Limogé en octobre dernier, Saoud Al-Qahtani est un des proches du pouvoir saoudien suspecté dans l’assassinat du journaliste dissident Jamal Khashoggi ayant pris place à l’ambassade saoudienne d’Istanbul. Homme-clé de l’entourage du prince héritier, Mohammed Ben Salman, Saoud Al-Qahtani était jusqu’à l’automne conseiller média. Ce rôle important a été octroyé à l’homme de 40 ans après avoir fait ses armes au centre d’études et d’affaires médiatiques du royaume. Il est rapporté que Qahtani fut à la manœuvre lors de vastes campagnes de propagande en ligne, notamment sur Twitter, contre les ennemis du royaume : Iran et Qatar.
Ce dernier aurait également été lié à l’échauffement rapide des relations avec le Qatar qui avait été précédé par une guerre informationnelle éclair. Dans le Washington Post, Jamal Khashoggi, affirmait que Saoud Al-Qahtani tenait en outre une liste noire de journalistes critiques du pouvoir saoudien et qu’il n’hésiterait pas à les intimider. Selon Reuters, Qahtani, qui surveillait de près le journaliste exilé, aurait lancé son exécution via Skype. Une signature personnelle pour ce puissant courtisan à la tête de la flotte numérique saoudienne.
Le maelstrom d’une guerre informationnelle
Riyad, qui se défend d’avoir donné l’ordre de l’exécution, a depuis rétrogradé Qahtani qui est redevenu, selon son compte Twitter, conseiller royal à la Saudi Federation for Cybersecurity, Programming and Drones.
Pour David Ignatius, chroniqueur au Post, l’assassinat de Khashoggi pourrait être relié directement à l’offensive saoudienne sur les médias et le cyberespace.

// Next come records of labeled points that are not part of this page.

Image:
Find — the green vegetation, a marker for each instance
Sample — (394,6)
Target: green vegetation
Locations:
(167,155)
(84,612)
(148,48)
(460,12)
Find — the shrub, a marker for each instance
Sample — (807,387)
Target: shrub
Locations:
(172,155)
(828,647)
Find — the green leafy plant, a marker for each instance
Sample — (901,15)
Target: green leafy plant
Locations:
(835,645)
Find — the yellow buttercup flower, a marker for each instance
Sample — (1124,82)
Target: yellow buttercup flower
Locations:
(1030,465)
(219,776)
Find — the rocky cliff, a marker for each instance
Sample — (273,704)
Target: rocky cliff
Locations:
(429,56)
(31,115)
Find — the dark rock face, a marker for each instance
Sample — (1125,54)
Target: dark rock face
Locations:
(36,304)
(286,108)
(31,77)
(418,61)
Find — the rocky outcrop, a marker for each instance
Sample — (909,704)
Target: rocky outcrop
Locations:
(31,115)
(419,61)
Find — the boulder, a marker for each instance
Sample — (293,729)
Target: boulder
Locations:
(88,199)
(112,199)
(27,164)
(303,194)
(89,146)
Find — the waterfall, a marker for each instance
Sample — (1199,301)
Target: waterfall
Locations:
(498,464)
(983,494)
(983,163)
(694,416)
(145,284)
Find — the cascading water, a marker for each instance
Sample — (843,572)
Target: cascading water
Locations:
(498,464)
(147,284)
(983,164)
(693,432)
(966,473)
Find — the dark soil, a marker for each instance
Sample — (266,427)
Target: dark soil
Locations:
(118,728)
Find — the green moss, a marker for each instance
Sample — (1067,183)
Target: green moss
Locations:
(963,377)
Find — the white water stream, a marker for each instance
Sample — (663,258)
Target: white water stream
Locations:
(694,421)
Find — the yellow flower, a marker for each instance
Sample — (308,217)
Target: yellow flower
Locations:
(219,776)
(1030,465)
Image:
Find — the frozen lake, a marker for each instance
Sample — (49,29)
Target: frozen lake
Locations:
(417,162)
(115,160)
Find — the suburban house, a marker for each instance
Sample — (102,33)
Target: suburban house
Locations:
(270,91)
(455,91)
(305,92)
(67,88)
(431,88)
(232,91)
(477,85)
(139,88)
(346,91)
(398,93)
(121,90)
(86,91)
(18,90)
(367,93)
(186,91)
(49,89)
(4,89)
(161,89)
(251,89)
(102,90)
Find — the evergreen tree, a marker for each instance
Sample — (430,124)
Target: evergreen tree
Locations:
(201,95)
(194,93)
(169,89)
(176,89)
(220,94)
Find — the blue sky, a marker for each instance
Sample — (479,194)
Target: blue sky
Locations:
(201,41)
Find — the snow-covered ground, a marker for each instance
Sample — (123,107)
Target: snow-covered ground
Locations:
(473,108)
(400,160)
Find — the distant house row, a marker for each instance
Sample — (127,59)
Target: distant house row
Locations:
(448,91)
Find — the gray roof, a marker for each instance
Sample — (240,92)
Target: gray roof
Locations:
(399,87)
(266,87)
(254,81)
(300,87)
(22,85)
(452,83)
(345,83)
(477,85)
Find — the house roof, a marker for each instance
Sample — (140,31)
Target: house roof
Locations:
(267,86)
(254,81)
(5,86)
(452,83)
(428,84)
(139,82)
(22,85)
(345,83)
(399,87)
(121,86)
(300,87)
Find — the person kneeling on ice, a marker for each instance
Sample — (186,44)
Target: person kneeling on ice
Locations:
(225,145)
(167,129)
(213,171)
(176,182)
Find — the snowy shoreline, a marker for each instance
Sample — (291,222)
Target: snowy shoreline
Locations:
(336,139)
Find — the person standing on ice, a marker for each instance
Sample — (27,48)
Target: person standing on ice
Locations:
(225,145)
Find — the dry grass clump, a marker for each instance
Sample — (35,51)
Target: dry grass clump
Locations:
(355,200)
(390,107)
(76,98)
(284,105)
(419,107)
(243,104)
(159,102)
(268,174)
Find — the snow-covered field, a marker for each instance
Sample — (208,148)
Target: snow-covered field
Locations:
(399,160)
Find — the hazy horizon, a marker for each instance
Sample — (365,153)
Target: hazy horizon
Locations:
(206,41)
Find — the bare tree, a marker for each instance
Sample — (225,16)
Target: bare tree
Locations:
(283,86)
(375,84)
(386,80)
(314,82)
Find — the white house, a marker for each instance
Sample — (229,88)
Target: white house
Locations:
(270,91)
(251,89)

Le journaliste rappelle que Khashoggi avait imaginé avec Omar Abdulaziz une contre-attaque sur les réseaux sociaux ciblant les bots et relais d’influence pro-saoudiens. Il avait précédemment refusé un rôle dans les médias nationaux pour gagner en liberté au Washington Post où il écrivait le portrait d’une Arabie Saoudite au vitriol. Pour Ignatius, ces choix et actions auraient été interprétés par le régime, et notamment Qahtani et son équipe, comme des provocations. Le journaliste serait devenu un obstacle dans la guerre informationnelle menée par Riyad.
Pour Omar Abdulaziz, proche de Khashoggi exilé au Canada, l’assassinat du journaliste aurait pu être évité si la puissance cyber de l’Arabie Saoudite n’avait pas été augmentée par les services d’une entreprise israélienne : le NSO Group. Cette firme aux produits technologiques très controversés — des armes de surveillance — aurait fourni à la cellule menée par Qathani le puissant spyware Pegasus. Cette vente d’arme numérique, adoubée par le gouvernement israélien selon le Post, serait, pour Abdulaziz qui poursuit la société, à l’origine du mobile de l’exécution.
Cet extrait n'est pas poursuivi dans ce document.